Por: Lic. José Manuel Holguín, Abogado
La frontera entre la República Dominicana y Haití ha sido, históricamente, un punto de convergencia entre dos realidades profundamente contrastantes. Más que una simple línea divisoria, representa un escenario complejo donde confluyen desafíos sociales, políticos, económicos y de seguridad nacional. En las últimas décadas, la situación fronteriza se ha agudizado, colocándose en el centro del debate público y de las políticas del Estado dominicano.
1. Un muro entre la necesidad y la soberanía
La construcción del muro fronterizo impulsada por el gobierno dominicano constituye una de las medidas más contundentes adoptadas para enfrentar el tráfico ilegal de personas, armas, drogas y mercancías. Aunque ha sido objeto de críticas en ciertos sectores, lo cierto es que responde a una necesidad ineludible: controlar el flujo migratorio irregular, proteger la producción nacional y garantizar la seguridad de la ciudadanía.
Este muro no debe interpretarse como un acto de rechazo hacia el pueblo haitiano, sino como una herramienta legítima para salvaguardar el orden constitucional y ejercer el derecho soberano que tiene todo país de proteger sus fronteras. La República Dominicana ha demostrado reiteradamente su solidaridad con Haití, siendo siempre el primer país en ofrecer ayuda humanitaria ante sus múltiples crisis. Sin embargo, la solidaridad no puede ni debe sustituir la soberanía.

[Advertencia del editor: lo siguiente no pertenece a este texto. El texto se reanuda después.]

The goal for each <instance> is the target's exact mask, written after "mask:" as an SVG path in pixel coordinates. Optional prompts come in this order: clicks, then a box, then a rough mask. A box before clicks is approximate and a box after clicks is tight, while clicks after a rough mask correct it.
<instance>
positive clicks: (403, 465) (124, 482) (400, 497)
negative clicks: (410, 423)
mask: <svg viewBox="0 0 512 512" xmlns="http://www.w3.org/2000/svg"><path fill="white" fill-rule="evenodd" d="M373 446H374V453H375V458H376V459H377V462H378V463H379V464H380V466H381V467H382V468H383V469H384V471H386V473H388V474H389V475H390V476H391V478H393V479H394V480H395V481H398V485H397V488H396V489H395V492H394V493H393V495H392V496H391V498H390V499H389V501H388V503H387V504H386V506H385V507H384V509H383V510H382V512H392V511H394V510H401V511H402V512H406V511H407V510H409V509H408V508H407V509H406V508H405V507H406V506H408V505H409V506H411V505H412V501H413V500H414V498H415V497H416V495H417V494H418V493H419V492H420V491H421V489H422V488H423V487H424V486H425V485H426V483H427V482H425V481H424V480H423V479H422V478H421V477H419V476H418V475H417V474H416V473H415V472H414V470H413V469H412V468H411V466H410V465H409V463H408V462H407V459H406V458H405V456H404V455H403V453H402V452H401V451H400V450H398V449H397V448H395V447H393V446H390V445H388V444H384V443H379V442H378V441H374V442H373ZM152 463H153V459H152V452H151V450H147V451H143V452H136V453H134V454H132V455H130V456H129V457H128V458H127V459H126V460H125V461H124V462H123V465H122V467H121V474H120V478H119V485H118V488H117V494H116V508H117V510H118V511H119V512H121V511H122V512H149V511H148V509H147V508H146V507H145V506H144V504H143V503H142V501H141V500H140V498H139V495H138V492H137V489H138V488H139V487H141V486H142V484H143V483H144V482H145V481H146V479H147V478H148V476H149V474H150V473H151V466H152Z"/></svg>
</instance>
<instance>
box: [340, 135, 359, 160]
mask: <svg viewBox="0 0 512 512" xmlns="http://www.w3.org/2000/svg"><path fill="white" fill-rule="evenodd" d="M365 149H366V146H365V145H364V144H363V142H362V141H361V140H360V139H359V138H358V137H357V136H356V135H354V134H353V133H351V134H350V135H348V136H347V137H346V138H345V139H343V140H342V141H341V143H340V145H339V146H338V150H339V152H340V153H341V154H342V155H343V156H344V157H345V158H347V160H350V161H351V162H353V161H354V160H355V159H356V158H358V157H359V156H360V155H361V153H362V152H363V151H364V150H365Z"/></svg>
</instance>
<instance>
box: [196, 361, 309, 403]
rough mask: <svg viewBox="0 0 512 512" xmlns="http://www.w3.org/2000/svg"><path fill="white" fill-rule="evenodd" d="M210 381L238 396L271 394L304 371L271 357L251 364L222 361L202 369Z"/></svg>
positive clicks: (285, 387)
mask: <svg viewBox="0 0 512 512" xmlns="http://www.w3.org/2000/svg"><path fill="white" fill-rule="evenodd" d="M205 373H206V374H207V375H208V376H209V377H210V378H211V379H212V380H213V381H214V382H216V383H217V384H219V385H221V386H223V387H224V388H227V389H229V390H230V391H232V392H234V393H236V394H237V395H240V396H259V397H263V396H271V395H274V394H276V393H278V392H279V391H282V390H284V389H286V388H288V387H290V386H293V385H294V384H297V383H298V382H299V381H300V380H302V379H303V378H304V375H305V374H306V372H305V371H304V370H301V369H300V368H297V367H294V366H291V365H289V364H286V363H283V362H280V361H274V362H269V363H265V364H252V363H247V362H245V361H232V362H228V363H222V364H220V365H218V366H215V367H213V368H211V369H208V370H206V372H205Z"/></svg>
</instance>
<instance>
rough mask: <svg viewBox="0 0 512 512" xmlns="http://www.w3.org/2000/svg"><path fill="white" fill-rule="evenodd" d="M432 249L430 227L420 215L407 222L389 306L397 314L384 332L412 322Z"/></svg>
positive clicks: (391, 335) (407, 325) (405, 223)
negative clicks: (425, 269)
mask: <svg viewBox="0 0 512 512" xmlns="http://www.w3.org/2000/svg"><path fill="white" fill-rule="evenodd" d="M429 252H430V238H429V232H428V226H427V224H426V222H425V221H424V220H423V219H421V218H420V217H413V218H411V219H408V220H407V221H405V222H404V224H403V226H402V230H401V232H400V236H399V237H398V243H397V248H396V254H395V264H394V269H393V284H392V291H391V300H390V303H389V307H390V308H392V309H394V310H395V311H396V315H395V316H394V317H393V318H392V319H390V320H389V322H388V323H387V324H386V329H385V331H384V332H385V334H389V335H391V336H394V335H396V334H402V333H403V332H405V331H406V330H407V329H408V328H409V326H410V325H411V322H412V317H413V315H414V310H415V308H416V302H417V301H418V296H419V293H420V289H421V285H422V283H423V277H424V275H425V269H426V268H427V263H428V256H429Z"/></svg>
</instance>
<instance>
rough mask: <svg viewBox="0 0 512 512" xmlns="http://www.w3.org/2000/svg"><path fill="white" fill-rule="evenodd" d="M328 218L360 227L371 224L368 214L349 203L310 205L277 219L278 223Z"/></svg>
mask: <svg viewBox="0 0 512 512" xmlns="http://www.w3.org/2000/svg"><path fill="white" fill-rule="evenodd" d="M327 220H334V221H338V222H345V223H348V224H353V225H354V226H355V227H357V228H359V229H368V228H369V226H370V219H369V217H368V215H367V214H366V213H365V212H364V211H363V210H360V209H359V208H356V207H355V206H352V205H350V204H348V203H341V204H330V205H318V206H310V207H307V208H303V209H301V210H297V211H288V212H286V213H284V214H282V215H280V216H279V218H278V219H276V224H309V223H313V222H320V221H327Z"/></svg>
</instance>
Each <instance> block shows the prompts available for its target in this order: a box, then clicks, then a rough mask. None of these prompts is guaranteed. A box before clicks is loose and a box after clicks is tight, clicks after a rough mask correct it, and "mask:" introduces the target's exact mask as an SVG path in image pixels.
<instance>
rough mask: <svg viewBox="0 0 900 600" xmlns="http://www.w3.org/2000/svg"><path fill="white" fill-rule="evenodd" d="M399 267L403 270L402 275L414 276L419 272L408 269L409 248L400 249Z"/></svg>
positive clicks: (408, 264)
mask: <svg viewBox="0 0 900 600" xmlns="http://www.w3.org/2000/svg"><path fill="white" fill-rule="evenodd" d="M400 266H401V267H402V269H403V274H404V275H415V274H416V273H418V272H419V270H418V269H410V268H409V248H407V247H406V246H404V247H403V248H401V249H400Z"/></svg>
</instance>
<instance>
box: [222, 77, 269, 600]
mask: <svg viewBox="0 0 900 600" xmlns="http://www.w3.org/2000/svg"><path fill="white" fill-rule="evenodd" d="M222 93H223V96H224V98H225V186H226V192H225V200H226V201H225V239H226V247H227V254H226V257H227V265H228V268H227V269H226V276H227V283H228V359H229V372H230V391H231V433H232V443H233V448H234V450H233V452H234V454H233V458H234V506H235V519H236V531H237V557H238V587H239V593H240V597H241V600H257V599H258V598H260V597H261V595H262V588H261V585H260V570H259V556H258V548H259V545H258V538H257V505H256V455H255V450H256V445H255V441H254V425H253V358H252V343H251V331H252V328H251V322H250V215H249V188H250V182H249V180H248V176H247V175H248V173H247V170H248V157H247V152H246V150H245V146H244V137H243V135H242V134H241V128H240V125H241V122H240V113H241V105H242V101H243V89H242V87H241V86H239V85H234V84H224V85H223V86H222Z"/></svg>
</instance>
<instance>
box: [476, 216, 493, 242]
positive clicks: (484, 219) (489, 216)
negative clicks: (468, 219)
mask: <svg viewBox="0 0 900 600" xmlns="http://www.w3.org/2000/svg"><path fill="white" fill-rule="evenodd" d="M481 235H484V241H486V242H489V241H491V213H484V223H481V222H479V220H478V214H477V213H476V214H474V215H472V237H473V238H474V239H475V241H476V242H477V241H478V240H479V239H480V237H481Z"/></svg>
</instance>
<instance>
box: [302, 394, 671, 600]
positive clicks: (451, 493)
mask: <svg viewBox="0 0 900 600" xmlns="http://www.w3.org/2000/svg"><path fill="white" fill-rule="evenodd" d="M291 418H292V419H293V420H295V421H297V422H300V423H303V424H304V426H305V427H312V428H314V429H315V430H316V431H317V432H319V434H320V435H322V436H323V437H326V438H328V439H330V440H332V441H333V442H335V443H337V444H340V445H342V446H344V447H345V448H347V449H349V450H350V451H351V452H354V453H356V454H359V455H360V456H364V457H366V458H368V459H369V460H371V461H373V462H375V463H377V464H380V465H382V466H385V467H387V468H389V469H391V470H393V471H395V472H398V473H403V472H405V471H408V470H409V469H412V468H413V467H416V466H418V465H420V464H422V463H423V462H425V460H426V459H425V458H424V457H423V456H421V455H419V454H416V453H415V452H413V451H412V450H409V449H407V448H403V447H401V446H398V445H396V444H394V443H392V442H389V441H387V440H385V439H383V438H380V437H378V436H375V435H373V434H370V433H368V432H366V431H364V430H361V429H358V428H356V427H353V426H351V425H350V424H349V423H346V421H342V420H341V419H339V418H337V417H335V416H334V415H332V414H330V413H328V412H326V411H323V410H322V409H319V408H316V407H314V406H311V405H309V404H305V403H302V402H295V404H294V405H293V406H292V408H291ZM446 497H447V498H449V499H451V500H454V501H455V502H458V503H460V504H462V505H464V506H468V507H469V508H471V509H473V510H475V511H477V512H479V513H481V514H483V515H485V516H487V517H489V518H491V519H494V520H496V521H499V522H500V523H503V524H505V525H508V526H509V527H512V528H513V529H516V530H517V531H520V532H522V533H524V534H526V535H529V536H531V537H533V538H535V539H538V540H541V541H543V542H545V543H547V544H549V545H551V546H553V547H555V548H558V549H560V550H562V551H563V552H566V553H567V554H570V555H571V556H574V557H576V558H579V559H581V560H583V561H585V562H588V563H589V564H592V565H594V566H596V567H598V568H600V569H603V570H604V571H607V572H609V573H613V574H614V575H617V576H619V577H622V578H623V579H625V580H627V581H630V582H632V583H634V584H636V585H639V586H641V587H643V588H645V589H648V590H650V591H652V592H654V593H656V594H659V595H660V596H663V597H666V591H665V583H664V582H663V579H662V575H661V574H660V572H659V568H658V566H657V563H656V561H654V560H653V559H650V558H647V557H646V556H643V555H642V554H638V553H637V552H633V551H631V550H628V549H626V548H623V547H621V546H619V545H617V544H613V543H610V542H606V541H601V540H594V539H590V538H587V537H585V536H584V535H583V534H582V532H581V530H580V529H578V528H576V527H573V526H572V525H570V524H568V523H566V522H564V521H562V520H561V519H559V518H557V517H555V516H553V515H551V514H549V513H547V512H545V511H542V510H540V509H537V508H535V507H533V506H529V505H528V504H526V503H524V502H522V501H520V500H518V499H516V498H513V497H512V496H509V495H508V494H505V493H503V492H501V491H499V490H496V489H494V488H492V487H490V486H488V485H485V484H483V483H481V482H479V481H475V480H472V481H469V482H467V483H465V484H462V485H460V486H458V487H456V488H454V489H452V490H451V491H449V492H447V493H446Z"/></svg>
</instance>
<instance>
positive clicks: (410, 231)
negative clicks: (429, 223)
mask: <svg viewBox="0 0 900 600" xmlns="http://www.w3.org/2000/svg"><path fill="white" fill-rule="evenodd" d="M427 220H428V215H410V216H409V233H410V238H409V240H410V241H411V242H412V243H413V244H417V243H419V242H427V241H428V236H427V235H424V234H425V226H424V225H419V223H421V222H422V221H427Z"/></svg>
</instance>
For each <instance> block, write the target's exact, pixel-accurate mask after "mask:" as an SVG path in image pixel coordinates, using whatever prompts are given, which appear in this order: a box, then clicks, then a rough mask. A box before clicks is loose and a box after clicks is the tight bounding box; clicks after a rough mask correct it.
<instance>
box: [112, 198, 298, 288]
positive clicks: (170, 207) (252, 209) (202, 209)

2. La migración descontrolada: un problema estructural
El colapso institucional del Estado haitiano, sumado a la pobreza extrema y al poder creciente de bandas armadas, ha generado una presión migratoria sin precedentes sobre la República Dominicana. Miles de ciudadanos haitianos cruzan diariamente la frontera en busca de mejores condiciones de vida, provocando una sobrecarga insostenible en los servicios públicos dominicanos.
Sistemas como la salud, la educación y la seguridad social han sido severamente afectados, especialmente en las provincias fronterizas, donde los recursos son limitados. Esta situación ha generado tensiones sociales, protestas comunitarias y un creciente sentimiento de abandono entre los dominicanos que habitan estas zonas, quienes exigen legítimamente mayor atención del Estado.
3. ¿Tierra de nadie o tierra de ley?
La debilidad o inexistencia de instituciones haitianas en su lado de la frontera ha convertido esa franja territorial en un espacio propicio para la operación de redes criminales transnacionales. Estas organizaciones trafican personas, combustible, medicamentos, armas y productos agropecuarios de forma impune.
Ante esta realidad, urge fortalecer la presencia del Estado dominicano en toda la zona fronteriza, tanto en términos militares como de inteligencia, con el fin de garantizar el imperio de la ley. No obstante, esto debe estar acompañado de una política fronteriza integral que promueva el desarrollo económico, fomente la inversión nacional e internacional y aplique rigurosos controles contra la corrupción aduanal y militar.
4. La comunidad internacional: cómplice del silencio
La crisis haitiana no es —ni debe ser— una responsabilidad exclusiva de la República Dominicana. La comunidad internacional, y en particular aquellas potencias con una histórica injerencia en Haití, han fracasado rotundamente en sus intentos por ofrecer soluciones duraderas a la situación del vecino país.
Resulta inaceptable que se intente trasladar, por la vía diplomática o mediante presiones veladas, el problema haitiano al territorio dominicano. Nuestro país, en vías de desarrollo, no puede ni debe cargar en solitario con el peso de una nación colapsada.
Conclusión
Defender la frontera dominicana no es un acto de xenofobia ni de exclusión, sino una expresión legítima de dignidad y soberanía nacional. Como abogado y ciudadano comprometido con los intereses de la República Dominicana, reafirmo que nuestro país tiene el derecho —y el deber— de proteger su territorio, su institucionalidad y a su gente.
Es momento de que el tema fronterizo sea abordado con visión de Estado, más allá de intereses partidarios o coyunturales, y que se articule una política exterior firme, coherente y soberana, que exija de la comunidad internacional un compromiso real y corresponsable frente a la crisis haitiana.